Auf seine Frage hin, schüttelte sie nur ihren Kopf. Bemerkte erst, als sie bereits ihr Gewicht auf ihn verlagerte, dass er ihre Reaktion wohl kaum hatte sehen können, wo sich seine hübsche Vorderseite doch den Schubladen zuwandte. Doch ihre Aufmerksamkeit fixierte sich ohnehin alsbald auf das kleine Kästchen in ihrer Hand, das sich recht schwer zwischen den langen Fingern wog. Mit zusammengezogenen Augenbrauen musterte sie die dunkle Maserung des Holzes und erkannte erst nach mehrmaligem Drehen und Wenden, dass die Schatulle keinerlei Öffnung besaß. Kein Wunder, dass sie bereits im Regal verstaubte – die Kinder hatten mit dem nutzlosen Teil kaum etwas anfangen können.
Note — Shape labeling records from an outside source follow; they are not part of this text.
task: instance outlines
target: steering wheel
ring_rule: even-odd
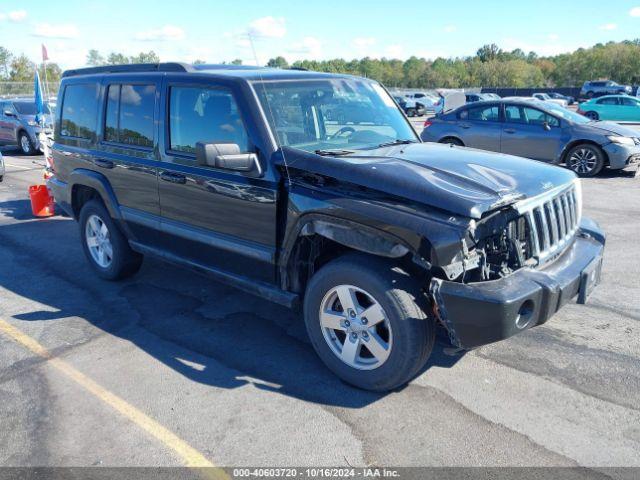
[[[338,130],[336,133],[334,133],[333,135],[331,135],[329,137],[329,140],[331,140],[332,138],[336,138],[339,137],[340,135],[344,135],[345,133],[348,133],[349,136],[353,135],[354,133],[356,133],[356,129],[353,127],[342,127],[340,130]]]

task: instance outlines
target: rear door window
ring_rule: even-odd
[[[498,105],[488,105],[482,107],[467,108],[460,112],[460,120],[472,122],[499,122],[500,107]]]
[[[155,101],[155,85],[109,85],[104,139],[134,147],[153,147]]]
[[[98,85],[67,85],[60,114],[60,135],[91,139],[96,132]]]
[[[249,136],[230,90],[175,86],[169,97],[171,150],[194,154],[198,142],[235,143],[242,152],[250,150]]]

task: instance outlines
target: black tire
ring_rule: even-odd
[[[445,137],[445,138],[441,138],[440,140],[438,140],[438,143],[445,143],[447,145],[456,145],[458,147],[463,147],[464,143],[462,143],[461,140],[455,138],[455,137]]]
[[[24,131],[18,134],[18,148],[20,148],[23,155],[33,155],[36,153],[35,145],[27,132]]]
[[[598,115],[598,112],[588,111],[585,112],[584,116],[590,120],[600,120],[600,115]]]
[[[348,365],[325,339],[320,308],[328,292],[340,285],[366,291],[384,310],[392,342],[388,357],[376,368],[362,370]],[[328,263],[311,278],[304,299],[304,319],[314,349],[331,371],[358,388],[387,391],[411,380],[431,354],[436,329],[425,303],[416,282],[397,267],[368,255],[349,254]],[[360,344],[366,346],[364,340]]]
[[[92,216],[97,216],[108,230],[113,255],[108,266],[99,265],[92,256],[87,244],[87,221]],[[143,256],[131,250],[129,242],[115,224],[109,212],[99,200],[89,200],[80,211],[80,241],[82,249],[89,260],[89,264],[99,277],[105,280],[121,280],[135,274],[142,265]]]
[[[575,155],[575,157],[574,157]],[[567,152],[565,157],[567,168],[579,177],[589,178],[598,175],[604,167],[605,154],[600,147],[592,143],[581,143]],[[581,162],[579,158],[593,158],[593,166]],[[585,167],[587,165],[587,167]]]

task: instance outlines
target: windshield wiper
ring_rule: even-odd
[[[317,155],[322,155],[323,157],[339,157],[341,155],[349,155],[350,153],[356,153],[353,150],[344,150],[340,148],[332,149],[332,150],[316,150]]]
[[[417,140],[394,140],[392,142],[381,143],[378,148],[393,147],[394,145],[409,145],[410,143],[418,143]]]

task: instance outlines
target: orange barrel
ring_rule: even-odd
[[[31,211],[36,217],[50,217],[54,214],[53,197],[49,195],[46,185],[31,185],[29,198]]]

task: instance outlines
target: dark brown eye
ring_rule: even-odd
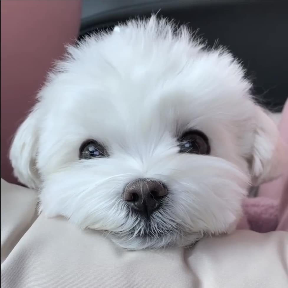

Wenn sie die kleinen Kratzer und abgeriebenen Kanten richtig deutete, waren die kleinen Diebe sogar bereits dazu übergegangen, das Ding mit Gewalt zu öffnen. Scheinbar erfolglos. Ob sie selbst das Geheimnis des Kästchens lüftete, war fraglich. Skadi würde einige Tage brauchen, vielleicht sogar Shanaya um Hilfe bitten, die sie für schlau und belesen genug hielt, um sich mit solchen Rätseln auszukennen. Oder vielleicht Liam, dem sie sich in Zeitlupe zuwandte und erst aufblickte, als dieser eine seltsame Frage in den Raum warf.
Kurz blinzelten die braunen Augenpaare. Folgten dann erst dem Blick des Lockenkopfes und endete an dem tiefen Ausschnitt des ledernen Bustiers. Erst im zweiten Moment ahnte sie worauf er anspielte.
Ein Grinsen huschte über ihr Gesicht. Wurde stetig breiter, je länger sie wieder auf das 3-Tage-Bart Gesicht vor sich starrte. Er wusste allmählich so viel über sie, dass sie sich fragte, ob er nicht irgendwelche Zauber benutzte, um sie derart redselig zu machen. Eigentlich war es nicht ihre Art viel von sich Preis zu geben. Geschweige denn über sich oder ihre Gedanken zu erzählen.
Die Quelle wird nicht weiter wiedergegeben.